Sinora, l’introduzione in Italia del reddito di cittadinanza è stata contrastata anche dai sindacati e dalle forze di sinistra per due ordini di motivi, espressi da una superata ideologia lavorista e dalla presunta indisponibilità delle risorse necessarie a garantirne l’erogazione. Le tesi dell’ideologia lavorista devono essere superate, non solo perché non più rispondenti alle modalità di funzionamento dei moderni sistemi economici ad economia di mercato, ma anche perché il reddito di base non è affatto in contrasto – osserva Ferrajoli – con il valore associato al lavoro, così come indicato all’articolo uno della Costituzione; il reddito di base è infatti lo strumento – egli dice – posto a presidio del “principio che fa del lavoro un fondamento della Repubblica. [...] Non certo sul lavoro come merce, bensì sul lavoro come autodeterminazione e sviluppo della persona, e perciò come espressione delle sue capacità e fattore di realizzazione personale e sociale”.
L’importanza del “Manifesto” di Ferrajoli sta anche nella dimostrazione di quanto sia fuorviante la tesi secondo cui l’istituzionalizzazione del reddito di base sarebbe impossibile a causa dell’insufficienza delle risorse disponibili, in quanto sarebbe impensabile poterle reperite attraverso una maggiore tassazione.
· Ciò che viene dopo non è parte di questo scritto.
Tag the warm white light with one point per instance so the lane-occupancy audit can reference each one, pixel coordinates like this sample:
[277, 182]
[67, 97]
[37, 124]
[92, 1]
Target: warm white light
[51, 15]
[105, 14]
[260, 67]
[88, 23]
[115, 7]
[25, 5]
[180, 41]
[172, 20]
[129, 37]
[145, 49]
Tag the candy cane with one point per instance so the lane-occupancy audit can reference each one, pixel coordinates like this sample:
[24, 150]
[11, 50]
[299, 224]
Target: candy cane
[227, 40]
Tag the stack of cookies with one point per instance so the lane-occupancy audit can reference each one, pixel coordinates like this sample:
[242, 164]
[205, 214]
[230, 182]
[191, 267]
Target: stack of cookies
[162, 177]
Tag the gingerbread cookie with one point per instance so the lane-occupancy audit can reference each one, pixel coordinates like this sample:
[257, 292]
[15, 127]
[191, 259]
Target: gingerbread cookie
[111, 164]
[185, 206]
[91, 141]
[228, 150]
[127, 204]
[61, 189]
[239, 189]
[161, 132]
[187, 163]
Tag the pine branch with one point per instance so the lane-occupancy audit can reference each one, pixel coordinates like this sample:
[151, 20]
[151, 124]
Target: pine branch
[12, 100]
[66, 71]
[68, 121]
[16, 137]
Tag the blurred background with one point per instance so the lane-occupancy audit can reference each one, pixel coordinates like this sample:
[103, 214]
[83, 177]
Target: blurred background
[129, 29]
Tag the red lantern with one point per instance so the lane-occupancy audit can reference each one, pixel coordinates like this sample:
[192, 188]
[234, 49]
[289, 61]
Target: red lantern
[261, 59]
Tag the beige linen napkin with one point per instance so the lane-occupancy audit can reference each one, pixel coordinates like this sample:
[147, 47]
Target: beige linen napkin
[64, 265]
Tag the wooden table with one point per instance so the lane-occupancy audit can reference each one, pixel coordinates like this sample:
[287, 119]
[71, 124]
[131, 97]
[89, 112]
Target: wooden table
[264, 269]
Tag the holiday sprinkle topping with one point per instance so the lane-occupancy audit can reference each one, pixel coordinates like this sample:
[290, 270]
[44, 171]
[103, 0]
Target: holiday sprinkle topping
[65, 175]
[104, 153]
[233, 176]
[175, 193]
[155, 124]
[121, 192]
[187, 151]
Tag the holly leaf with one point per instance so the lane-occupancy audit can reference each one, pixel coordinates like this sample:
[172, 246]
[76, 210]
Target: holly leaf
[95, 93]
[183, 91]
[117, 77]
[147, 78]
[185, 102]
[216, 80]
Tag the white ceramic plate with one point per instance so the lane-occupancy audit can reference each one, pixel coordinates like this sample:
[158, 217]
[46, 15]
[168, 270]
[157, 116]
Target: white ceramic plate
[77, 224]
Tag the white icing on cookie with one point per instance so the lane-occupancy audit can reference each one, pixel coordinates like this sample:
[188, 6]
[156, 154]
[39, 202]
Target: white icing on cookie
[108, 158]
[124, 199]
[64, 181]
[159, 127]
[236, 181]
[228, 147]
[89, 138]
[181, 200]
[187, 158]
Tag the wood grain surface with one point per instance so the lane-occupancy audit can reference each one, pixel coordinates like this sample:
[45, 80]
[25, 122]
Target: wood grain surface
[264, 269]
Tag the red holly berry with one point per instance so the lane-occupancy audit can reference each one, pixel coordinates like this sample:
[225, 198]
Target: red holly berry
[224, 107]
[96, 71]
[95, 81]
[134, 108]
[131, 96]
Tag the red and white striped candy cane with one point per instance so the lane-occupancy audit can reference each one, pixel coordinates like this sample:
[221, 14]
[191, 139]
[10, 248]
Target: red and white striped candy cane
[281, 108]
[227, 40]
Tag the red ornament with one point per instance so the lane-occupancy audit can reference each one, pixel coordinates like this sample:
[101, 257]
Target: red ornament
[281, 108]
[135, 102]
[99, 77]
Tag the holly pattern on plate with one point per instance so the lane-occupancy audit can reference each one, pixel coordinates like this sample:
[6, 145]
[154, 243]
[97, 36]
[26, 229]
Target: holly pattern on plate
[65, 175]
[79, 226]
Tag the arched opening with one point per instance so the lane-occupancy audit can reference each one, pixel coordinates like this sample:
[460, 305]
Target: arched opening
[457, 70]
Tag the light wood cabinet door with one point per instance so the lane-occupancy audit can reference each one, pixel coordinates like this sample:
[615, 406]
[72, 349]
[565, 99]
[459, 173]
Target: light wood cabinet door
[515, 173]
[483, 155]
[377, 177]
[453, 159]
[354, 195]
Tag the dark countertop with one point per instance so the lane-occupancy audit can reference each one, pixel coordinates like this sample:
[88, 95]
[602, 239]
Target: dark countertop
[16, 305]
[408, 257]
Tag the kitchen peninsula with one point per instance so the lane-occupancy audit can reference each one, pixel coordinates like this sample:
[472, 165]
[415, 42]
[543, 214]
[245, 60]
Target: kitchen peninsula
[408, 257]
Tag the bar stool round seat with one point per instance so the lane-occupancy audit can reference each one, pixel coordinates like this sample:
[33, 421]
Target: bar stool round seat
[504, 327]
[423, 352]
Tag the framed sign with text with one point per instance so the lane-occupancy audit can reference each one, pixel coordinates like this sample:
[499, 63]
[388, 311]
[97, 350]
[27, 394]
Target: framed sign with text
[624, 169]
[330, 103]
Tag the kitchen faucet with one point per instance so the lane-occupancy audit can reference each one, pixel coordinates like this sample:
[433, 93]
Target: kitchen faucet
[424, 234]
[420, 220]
A parte l’autofinanziamento, realizzabile attraverso una necessaria riforma dei meccanismi ridistributivi del prodotto sociale e del welfare State tradizionale, è rilevante ciò che Ferrajoli indica come possibile fonte di risorse la necessità di un riordino giuridico dei beni pubblici, fondato sulla distinzione al loro interno della funzione e del ruolo di quelli “fondamentali” e di quelli “patrimoniali”: i primi (i beni comuni) destinati al soddisfacimento dei diritti fondamentali delle persone e, in quanto tali, da sottrarre alle logiche di mercato; i secondi, in quanto di proprietà pubblica (e, dunque, acquisiti dallo Stato con il contributo di tutti) esitabili, ma non trasferibili, sul mercato, non per destinare le rendite alla copertura delle “esigenze di cassa” delle maggioranze politiche di turno, ma per la costituzione di un “fondo” da utilizzare come ulteriore finanziamento del reddito di cittadinanza universale e incondizionato.
Il discorso di Ferrajoli merita attenzione, perché spesso, nel dibattito politico corrente, le critiche portate contro la fattibilità del reddito di cittadinanza sono fuorvianti, in quanto riferibili, quasi sempre, a un reddito di sostegno alla vita che non ha i caratteri dell’universalità e dell’incondizionalità; gli unici, questi caratteri, che assegnano al reddito di cittadinanza il triplice fondamento etico-politico, giuridico-costituzionale ed economico-sociale, come chiaramente emerge dalle puntuali considerazioni formulate da Ferrajoli.